# How do you cook your rice?



## Rocks703 (Apr 10, 2006)

Greetings all,

As the title says I'm curious on how you cook your rice?

I always end up with rice stuck to the bottom of the pan and I'm curious whats the best way/What way works for you?

Cheers

Rocks


----------



## EXTREME (Aug 5, 2005)

Microwave every time, easy and quick.


----------



## renshaw (Jun 5, 2012)

Salt in water.

Pre heat pan with boiling water, three cups of water per 1 cup of rice.

Add rice to water thats boiling add lid and cook LOW heat no need to stir.

If that fails get new pans!!

Sent from my GT-I9505 using Tapatalk 4 Beta


----------



## gingernut (Dec 11, 2006)

Pan + water + rice, bring to boil simmer 'til fluffy.


----------



## Rocks703 (Apr 10, 2006)

Thank you for the replies.

I should of mentioned I don't own a microwave.
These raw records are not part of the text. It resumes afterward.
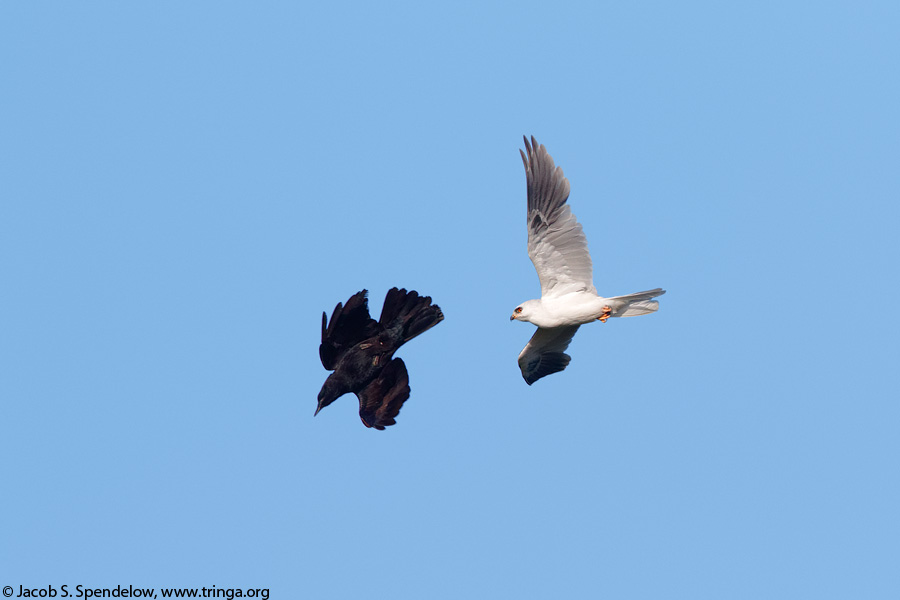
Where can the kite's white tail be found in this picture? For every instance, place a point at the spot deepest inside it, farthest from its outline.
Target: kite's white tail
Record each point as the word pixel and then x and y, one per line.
pixel 632 305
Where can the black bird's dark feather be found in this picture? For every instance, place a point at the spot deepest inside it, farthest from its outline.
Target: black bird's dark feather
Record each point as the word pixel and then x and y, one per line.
pixel 360 351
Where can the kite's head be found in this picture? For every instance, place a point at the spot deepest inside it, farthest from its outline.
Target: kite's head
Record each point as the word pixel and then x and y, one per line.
pixel 523 312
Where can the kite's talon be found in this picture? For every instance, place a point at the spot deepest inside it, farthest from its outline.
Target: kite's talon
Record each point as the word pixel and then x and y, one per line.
pixel 604 314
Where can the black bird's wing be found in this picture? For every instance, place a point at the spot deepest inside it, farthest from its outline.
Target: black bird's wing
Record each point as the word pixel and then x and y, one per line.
pixel 349 325
pixel 380 401
pixel 407 314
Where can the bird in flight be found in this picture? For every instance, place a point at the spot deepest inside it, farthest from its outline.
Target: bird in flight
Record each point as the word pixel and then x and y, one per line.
pixel 359 350
pixel 558 248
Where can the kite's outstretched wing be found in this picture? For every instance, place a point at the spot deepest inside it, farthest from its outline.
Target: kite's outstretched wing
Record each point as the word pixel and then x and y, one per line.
pixel 380 401
pixel 556 244
pixel 544 354
pixel 349 325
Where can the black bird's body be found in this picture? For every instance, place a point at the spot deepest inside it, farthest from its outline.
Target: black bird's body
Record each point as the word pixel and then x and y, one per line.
pixel 360 350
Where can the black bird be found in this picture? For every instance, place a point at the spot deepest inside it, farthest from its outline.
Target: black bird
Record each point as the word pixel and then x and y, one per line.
pixel 359 350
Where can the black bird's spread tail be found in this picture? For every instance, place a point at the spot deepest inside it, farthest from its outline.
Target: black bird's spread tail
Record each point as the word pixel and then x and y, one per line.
pixel 409 314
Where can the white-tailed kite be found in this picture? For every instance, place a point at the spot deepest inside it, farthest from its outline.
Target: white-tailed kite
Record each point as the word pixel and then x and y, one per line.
pixel 558 249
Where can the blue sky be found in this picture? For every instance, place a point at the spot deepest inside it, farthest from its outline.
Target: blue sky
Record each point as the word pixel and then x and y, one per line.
pixel 187 186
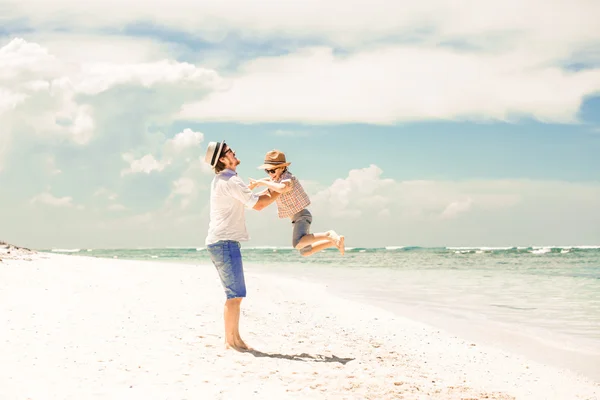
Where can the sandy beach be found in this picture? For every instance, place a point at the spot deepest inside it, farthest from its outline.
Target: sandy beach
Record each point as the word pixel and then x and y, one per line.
pixel 86 328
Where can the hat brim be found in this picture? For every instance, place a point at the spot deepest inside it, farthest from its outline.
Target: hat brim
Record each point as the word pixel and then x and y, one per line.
pixel 271 166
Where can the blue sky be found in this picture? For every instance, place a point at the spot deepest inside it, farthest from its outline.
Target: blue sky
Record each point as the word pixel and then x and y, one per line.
pixel 408 124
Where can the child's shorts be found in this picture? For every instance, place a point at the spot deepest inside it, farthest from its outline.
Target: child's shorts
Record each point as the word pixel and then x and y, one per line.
pixel 301 221
pixel 227 258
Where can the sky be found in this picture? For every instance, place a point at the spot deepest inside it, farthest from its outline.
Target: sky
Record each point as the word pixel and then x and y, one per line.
pixel 433 123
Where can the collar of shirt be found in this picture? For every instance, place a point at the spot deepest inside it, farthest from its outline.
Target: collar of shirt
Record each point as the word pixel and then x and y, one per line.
pixel 228 171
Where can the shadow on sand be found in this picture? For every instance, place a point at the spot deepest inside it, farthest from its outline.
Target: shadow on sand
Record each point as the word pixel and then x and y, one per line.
pixel 304 357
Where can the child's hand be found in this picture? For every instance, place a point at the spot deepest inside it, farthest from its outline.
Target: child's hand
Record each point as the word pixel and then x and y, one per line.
pixel 253 183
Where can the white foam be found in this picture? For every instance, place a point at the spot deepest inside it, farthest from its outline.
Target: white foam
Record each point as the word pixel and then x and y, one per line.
pixel 541 250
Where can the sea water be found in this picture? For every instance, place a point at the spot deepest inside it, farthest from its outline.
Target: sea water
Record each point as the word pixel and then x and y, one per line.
pixel 543 302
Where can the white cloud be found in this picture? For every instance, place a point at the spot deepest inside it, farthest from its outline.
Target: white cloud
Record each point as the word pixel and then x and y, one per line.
pixel 398 83
pixel 364 192
pixel 44 96
pixel 184 189
pixel 343 22
pixel 184 140
pixel 116 207
pixel 374 211
pixel 457 207
pixel 47 198
pixel 146 164
pixel 183 186
pixel 104 192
I'll try your method tonight Renshaw


----------



## Loz1466868022 (Oct 12, 2011)

A really nice way , is get a flat pan, little bit of oil, sweat some diced onion in the pan on a hob then put some rice in the pan and make sure it gets a good heating without burning and rice starts to turn translucent , then add water and immerse, add some mixed herbs and half a stock cube then bake in the oven , the army call it braised rice it's lovely

Sent from my iPhone


----------



## Tubbylove (Feb 28, 2009)

As Renshaw but add in a stir after a minute or so just to make sure , too much heat and a lack of water are the killers of rice


----------



## Max1466868006 (Feb 16, 2010)

I ask the Chinese man to cook mine with an egg and some peas!


----------



## Pikey1466867920 (Apr 24, 2004)

Microwave dead easy and doesn't end up welded to the bottom of the pan if you forget to stir it...


----------



## daddy123 (Nov 30, 2012)

Cant cook to save my life. Thank god for a fantastic wife that loves to cook :smile:


----------